Leeds cult hero Barrie McDermott, an iconic Headingley prop of the nineties and noughties, raves about Olędzki, seeing him as a dominant, generational talent.
“I love watching Mik because he uses his size and raw power to outstanding effect,” McDermott tells The Sportsman.
“He has a defence-scattering running game and is a ferocious tackler. Fit, fast, agile and I see his game and skillset evolving each year he plays.
“I would have loved to have played in the same team as him as I know he’s a fantastic team-mate and can be the cornerstone of the Rhinos pack for the next 10 years.”
Leeds may face a fight on that one however, with Olędzki honest about his desire to keep challenging himself against the game’s very best, which would ultimately be in Australia’s NRL. His contract with Leeds has another three years to run and he wants that to be three years of trophy success in his beloved blue and amber.
His sole trophy with Leeds to date - the 2020 Challenge Cup - has barely touched the sides of Olędzki’s ferocious appetite.
This season hardly seemed destined to change that.

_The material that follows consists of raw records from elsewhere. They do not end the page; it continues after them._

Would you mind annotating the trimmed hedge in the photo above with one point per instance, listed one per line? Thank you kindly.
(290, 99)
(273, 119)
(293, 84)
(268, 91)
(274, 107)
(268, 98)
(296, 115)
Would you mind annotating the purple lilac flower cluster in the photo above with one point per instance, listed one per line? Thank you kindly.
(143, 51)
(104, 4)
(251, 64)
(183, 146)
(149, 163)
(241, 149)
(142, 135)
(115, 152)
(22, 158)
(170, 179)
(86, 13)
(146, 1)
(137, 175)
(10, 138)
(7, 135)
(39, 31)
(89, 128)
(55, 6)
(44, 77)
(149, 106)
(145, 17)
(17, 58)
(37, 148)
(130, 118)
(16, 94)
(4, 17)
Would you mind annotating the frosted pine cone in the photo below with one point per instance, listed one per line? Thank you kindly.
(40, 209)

Head coach Richard Agar walked away early on in the season with Leeds in wretched form and staring at relegation.
The Rhinos may have stumbled into the playoffs off the back of two unconvincing displays in defeat at Catalans and in a narrow, crucial win over Castleford, but to make it at all underlines the giant strides made under boss Rohan Smith.
“I’m so happy we have made the playoffs,” Olędzki admits.

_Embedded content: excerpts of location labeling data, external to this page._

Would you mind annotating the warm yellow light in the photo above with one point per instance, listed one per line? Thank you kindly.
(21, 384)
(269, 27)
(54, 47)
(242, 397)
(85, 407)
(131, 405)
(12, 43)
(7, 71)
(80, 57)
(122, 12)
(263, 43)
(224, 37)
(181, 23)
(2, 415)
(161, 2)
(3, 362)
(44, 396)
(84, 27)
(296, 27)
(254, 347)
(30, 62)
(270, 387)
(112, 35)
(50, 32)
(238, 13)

”It’s a massive achievement for us after the awful start to the year we had. Now we have to reset ourselves, forget about the last two games and get back to what we have been doing so well before that, which is throwing the ball about with a smile.
“We have shown togetherness and bravery through some tough games in the last few weeks where it has gone down to the wire. That resilience and willingness to work for each other has got us over the line.”
Twice under legendary coach Brian McDermott in 2011 and 2012 Leeds won the game’s biggest prize from fifth, so what chance another run against the odds ten years on?
“At one point this year we were 12th which is probably a new record!,” Olędzki recalls of their painful early-season travails under Agar.
“But when Rohan came in he took a lot of pressure off us straight away. He understands that we don’t need pressure piled on us while we are playing by telling us not to do too much, so he’s just taken that off us, especially the young guys.
“He’s told them to go and enjoy themselves, reassured them they are here for a reason and that’s because they are good players. So just enjoy your rugby and the rest will take care of itself. That’s what we have done and you can see it in the way we thrown the ball about and know it is never too late to win a game.”
Leeds will be underdogs in Perpignan, and will not have a home game if they are to make it back to Old Trafford for the first time since 2017, the year Olędzki made his senior debut.
“Don’t ever write us off,” he adds.
“The boys don’t know when they are beaten. Rohan has done a really good job at giving us that free pass to play and enjoy our rugby, so who knows where that can take us.”